At first, I thought the plot to be a typical hadji hunt. The author has done a great job at assembling a mission that you might find anywhere and drags you into the depth of the characters. God, The Flag and American Pie, this is not. And I love it. The sequence of events in the last 2/3's of the book are extremely unique. I won't give away the plot of the book as it has been discussed above. Mr. Brown has a talent that I wish he would put to more novels of the military adventure class. This book is worth the time and price and then some. Do yourself a favor and spend the time getting to know the characters of this book. Bravo!

A man's book through and through., January 5, 2012
Jack Silkstone 
Amazon Verified Purchase
This review is from: Hell and Gone (Kindle Edition)
I read Hell and Gone over three days on my Iphone. Every opportunity I had I read it, on the train, at the barbers, waiting for physio, sitting in the park whilst my do burned off energy even waiting for a meal in an expensive restaurant (oh my girl loved me for that).

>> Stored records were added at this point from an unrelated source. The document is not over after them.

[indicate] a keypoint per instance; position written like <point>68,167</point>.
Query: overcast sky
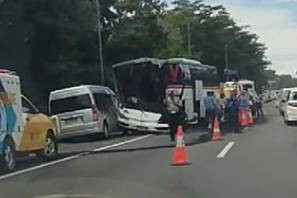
<point>275,21</point>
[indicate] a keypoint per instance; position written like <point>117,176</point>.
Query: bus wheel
<point>8,157</point>
<point>50,150</point>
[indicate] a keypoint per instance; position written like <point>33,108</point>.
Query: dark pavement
<point>262,163</point>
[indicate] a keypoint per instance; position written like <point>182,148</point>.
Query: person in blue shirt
<point>233,111</point>
<point>211,107</point>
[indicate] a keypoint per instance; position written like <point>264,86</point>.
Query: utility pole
<point>100,41</point>
<point>189,39</point>
<point>226,50</point>
<point>226,57</point>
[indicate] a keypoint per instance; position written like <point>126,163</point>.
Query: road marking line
<point>225,150</point>
<point>122,143</point>
<point>38,167</point>
<point>69,158</point>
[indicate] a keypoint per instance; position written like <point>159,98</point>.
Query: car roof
<point>78,90</point>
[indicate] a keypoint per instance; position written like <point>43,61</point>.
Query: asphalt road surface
<point>261,162</point>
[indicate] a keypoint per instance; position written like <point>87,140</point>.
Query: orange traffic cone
<point>180,154</point>
<point>216,134</point>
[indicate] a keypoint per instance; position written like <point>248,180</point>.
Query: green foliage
<point>63,45</point>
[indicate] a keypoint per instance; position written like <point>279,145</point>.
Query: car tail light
<point>95,112</point>
<point>292,104</point>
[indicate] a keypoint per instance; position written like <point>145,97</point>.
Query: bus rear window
<point>69,104</point>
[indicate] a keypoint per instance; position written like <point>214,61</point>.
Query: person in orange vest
<point>233,112</point>
<point>174,114</point>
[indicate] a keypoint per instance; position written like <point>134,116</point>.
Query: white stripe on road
<point>122,143</point>
<point>225,150</point>
<point>69,158</point>
<point>38,167</point>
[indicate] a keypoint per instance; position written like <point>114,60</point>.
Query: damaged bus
<point>142,85</point>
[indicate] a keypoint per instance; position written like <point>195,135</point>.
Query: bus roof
<point>160,62</point>
<point>154,61</point>
<point>189,62</point>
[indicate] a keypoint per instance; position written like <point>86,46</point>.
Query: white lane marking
<point>68,158</point>
<point>122,143</point>
<point>38,167</point>
<point>225,150</point>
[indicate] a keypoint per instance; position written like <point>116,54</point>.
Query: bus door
<point>187,99</point>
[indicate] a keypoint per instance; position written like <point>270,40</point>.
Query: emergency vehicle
<point>23,129</point>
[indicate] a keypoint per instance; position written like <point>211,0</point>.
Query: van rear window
<point>69,104</point>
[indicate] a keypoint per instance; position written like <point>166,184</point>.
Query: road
<point>261,162</point>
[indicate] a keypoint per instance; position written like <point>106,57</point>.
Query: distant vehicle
<point>84,110</point>
<point>290,107</point>
<point>242,85</point>
<point>283,96</point>
<point>143,83</point>
<point>23,130</point>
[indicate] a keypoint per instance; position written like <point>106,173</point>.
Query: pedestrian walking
<point>259,107</point>
<point>233,113</point>
<point>175,116</point>
<point>211,107</point>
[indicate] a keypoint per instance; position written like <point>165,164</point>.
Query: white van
<point>23,129</point>
<point>84,110</point>
<point>283,98</point>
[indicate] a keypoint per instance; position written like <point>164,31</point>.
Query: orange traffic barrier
<point>180,154</point>
<point>216,134</point>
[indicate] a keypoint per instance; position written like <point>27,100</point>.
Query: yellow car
<point>39,131</point>
<point>23,129</point>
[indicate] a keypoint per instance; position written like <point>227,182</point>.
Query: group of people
<point>229,108</point>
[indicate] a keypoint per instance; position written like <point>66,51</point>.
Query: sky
<point>275,22</point>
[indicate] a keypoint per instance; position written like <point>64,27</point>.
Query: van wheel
<point>8,157</point>
<point>105,130</point>
<point>50,150</point>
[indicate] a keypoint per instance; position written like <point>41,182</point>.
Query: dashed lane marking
<point>16,173</point>
<point>225,150</point>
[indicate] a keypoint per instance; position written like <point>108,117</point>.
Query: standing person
<point>233,111</point>
<point>259,107</point>
<point>211,107</point>
<point>173,113</point>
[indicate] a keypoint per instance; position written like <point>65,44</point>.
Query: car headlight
<point>122,116</point>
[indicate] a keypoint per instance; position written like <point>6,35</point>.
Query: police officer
<point>174,113</point>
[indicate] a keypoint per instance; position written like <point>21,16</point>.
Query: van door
<point>74,113</point>
<point>33,137</point>
<point>107,108</point>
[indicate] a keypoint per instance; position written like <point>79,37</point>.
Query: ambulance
<point>23,129</point>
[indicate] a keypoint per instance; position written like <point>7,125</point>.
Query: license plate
<point>142,127</point>
<point>73,121</point>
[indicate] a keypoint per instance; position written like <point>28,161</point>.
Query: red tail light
<point>95,113</point>
<point>292,104</point>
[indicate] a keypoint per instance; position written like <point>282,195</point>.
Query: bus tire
<point>8,157</point>
<point>50,150</point>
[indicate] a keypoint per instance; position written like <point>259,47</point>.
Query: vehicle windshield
<point>141,86</point>
<point>247,86</point>
<point>69,104</point>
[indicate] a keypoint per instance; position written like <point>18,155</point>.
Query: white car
<point>283,98</point>
<point>290,107</point>
<point>142,121</point>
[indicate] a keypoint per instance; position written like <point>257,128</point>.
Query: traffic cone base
<point>216,135</point>
<point>180,154</point>
<point>180,157</point>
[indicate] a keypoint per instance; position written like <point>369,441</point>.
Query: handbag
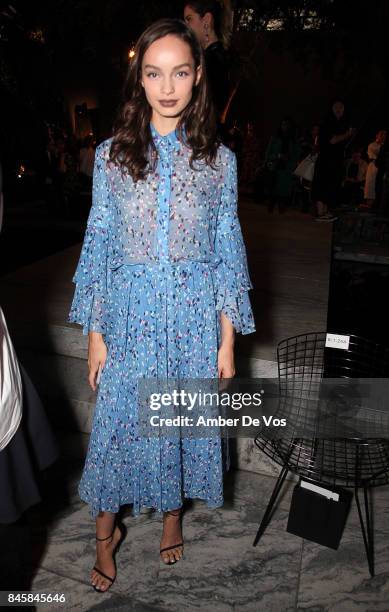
<point>318,514</point>
<point>11,390</point>
<point>306,167</point>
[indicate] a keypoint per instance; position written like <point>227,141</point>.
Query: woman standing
<point>281,158</point>
<point>162,286</point>
<point>373,152</point>
<point>329,168</point>
<point>206,18</point>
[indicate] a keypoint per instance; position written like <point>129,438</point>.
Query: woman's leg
<point>105,527</point>
<point>171,534</point>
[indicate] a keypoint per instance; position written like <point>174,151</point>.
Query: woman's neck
<point>212,39</point>
<point>164,125</point>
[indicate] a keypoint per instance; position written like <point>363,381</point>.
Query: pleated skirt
<point>162,324</point>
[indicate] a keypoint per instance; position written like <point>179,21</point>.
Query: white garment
<point>371,175</point>
<point>11,391</point>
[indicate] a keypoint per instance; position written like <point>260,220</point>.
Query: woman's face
<point>196,23</point>
<point>169,75</point>
<point>338,109</point>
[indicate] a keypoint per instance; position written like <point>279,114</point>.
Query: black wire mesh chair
<point>358,457</point>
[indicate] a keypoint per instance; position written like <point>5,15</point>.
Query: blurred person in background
<point>281,158</point>
<point>373,151</point>
<point>335,132</point>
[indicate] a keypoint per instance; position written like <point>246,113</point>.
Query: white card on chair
<point>337,341</point>
<point>320,490</point>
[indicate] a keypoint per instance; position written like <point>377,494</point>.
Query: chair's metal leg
<point>268,512</point>
<point>367,530</point>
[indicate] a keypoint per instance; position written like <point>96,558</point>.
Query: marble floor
<point>221,571</point>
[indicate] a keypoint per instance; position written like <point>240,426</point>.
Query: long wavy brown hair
<point>132,139</point>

I couldn't put this action thriller down. Why? Because it grabbed me in the first few pages and didn't let go till the very end. It has it all, it's contemporary, it's well developed, the plot is solid, the weapons and tactics are spot on and the writing style is easy to read and doesn't bog down in to much detail.

There is a lot of independent crap on Amazon but this ain't some of it. This is an exceptionally well produced piece of action writing that any major publishing house would be proud of. Not that I think that all of their work is worth being proud of.

So why only four stars? Well I think that there was a few to many characters in the team. At times I found myself confused as to who was who and what background they had. I think the book would actually read better if the number of good guys was halved.

All in all a great read that I recommend to any man who likes real action.

Well done Henry!!

There are some more I haven't shared here before, but this post is already getting kinda' long. (Of course you're more than welcome to read them all on Amazon prior to buying about four million copies for friends and family all over the English-speaking world. What? Not quite four million? Quit being so unsociable and start sending some Facebook friend requests!)

When we meet again, Two-Fisted Bloggees, it will be time for the Men's Adventure Blog Tour, kicking off Monday, January 14 2013, after I pull the trigger on Tier Zero!


  1. If you're looking for more hosts for your upcoming blog tour, I'd be happy to host you on Civil War Horror. While my period is earlier than yours, I'm always happy to take guest posts about writing or research. I have a guest blogger coming up who will write about crafting fight scenes, for example.

  2. Hi Sean. I don't know how to get in touch with you. It's not on your profile page, unless I missed it.

  3. My contact info is in my blogger profile. You can shoot me an email if you don't want to share your address here.

  4. It's on the lefthand column of my blog. It's seansontheweb (at) yahoo (dot) com

  5. Just a question. Do you accept guest posts at all?

  6. Hi John. I do sometimes. What do you have in mind?